Peluang bisnis ritel ini memang masih menganga. Keuntungannya sangat
menantang, tak kalah dibandingkan dengan bisnis lainnya. Tapi,
lantaran bisnis ini bagi saya masih relatif baru, maka ketimbang
buntung, saya lebih baik mencari mitra bisnis yang profesional di
bidangnya. Sebab, bagaimanapun juga, kalau bisnis dikelola secara
profesional tak mustahil akan menjadi core bisnis baru dalam kelompok
bisnis grup Primagama. Sekalipun sesungguhnya bisnis ini tak mudah,
namun berbekal optimisme saya yakin, Pro Market Swalayan akan
berkembang.

Terus terang, optimisme itulah yang membuat saya yakin semakin
percaya diri. Semula saya tak yakin bisnis baru ini muncul, karena
saya memang tak punya pengalaman. Tapi berbekal pengalaman saya
membuka restoran Padang Prima Raja, yang juga sama sekali tak ada
pengalaman tapi akhirnya berhasil saya wujudkan, maka jiwa
entrepreneur saya pun tergerak juga untuk mewujudkan Swalayan ini.
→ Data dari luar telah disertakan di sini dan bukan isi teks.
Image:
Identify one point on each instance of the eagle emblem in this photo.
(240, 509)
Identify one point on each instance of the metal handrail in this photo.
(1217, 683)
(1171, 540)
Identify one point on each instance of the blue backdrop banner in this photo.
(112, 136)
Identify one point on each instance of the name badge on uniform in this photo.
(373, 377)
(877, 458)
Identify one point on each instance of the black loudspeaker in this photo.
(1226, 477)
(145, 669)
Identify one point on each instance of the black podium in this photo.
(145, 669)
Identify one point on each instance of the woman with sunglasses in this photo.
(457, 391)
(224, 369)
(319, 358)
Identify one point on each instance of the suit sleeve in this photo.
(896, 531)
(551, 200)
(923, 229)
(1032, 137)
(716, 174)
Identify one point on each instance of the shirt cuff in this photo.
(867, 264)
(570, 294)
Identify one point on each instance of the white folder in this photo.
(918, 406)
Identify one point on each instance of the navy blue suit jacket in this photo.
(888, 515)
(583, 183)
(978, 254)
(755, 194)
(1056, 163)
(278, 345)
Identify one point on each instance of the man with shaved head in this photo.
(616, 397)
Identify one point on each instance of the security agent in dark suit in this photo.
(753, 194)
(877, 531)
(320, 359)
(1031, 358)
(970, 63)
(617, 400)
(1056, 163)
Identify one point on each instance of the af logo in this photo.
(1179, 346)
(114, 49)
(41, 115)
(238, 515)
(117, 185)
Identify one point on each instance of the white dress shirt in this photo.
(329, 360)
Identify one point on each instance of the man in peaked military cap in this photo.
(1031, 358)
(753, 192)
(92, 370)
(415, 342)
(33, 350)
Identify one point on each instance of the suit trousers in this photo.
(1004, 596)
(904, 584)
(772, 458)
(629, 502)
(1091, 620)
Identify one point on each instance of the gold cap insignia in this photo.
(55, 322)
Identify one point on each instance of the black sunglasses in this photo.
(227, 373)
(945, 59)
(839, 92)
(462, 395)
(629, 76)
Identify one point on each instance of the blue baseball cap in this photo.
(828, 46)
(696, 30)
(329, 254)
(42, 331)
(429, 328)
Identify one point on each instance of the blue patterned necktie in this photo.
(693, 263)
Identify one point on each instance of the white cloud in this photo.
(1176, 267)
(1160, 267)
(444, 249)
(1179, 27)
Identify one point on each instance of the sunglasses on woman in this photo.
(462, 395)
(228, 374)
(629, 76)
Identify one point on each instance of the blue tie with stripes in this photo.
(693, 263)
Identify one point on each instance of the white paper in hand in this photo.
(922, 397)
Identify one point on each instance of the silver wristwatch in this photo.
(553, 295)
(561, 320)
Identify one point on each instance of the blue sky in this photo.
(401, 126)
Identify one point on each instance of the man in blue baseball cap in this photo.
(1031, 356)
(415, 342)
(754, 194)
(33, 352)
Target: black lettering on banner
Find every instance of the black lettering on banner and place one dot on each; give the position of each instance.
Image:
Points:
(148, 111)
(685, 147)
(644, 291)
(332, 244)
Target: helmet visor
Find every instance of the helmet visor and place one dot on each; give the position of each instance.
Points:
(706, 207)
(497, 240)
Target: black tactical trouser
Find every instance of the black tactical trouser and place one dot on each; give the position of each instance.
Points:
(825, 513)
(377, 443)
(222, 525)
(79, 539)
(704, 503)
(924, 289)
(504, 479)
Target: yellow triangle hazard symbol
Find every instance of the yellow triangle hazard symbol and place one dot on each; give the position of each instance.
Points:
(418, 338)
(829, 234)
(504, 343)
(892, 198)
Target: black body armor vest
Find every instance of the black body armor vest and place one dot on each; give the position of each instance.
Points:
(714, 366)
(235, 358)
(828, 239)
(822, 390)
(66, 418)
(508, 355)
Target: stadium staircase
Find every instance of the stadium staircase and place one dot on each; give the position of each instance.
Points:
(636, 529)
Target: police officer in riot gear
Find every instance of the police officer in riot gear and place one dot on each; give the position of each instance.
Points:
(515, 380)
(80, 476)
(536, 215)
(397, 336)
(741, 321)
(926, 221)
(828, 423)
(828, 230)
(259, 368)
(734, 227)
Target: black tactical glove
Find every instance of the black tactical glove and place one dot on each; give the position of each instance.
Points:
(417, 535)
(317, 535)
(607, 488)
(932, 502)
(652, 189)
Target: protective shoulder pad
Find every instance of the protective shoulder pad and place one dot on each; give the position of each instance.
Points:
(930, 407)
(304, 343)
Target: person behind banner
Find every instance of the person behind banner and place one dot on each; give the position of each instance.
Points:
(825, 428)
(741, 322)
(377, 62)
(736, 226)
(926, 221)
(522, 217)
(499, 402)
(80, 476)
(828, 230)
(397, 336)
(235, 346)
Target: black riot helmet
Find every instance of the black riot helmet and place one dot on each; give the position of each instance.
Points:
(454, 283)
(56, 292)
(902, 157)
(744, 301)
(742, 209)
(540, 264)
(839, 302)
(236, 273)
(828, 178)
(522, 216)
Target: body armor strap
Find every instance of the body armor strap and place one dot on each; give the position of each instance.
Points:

Dan, akhirnya terwujud juga. Sekalipun untuk suksesnya bisnis ini,
waktu jualah yang akan membuktikannya.

Memang, seusai membuka bisnis ritel pertama ini saya sempat diledek
oleh teman-teman pengusaha maupun relasi lainnya. "Mau bikin
apalagi?" Tanya mereka. Mendengar pertanyaan itu, saya tersenyum.
Tapi yang jelas, dalam benak saya sesungguhnya masih ada mimpi lain
yang belum terwujud sampai sekarang ini. Misalnya, ingin punya hotel.
Tapi terkadang muncul keinginan lain lagi, yaitu punya lapangan golf.
Tapi itu semua memang baru mimpi, bolehkan? Saya kira, begitu juga
anda pasti punya mimpi yang tinggi. Namun yang terpenting dari semua
ini adalah sebagai pengusaha kita ingin menciptakan banyak lapangan
kerja dengan kita mengembangkan bisnis.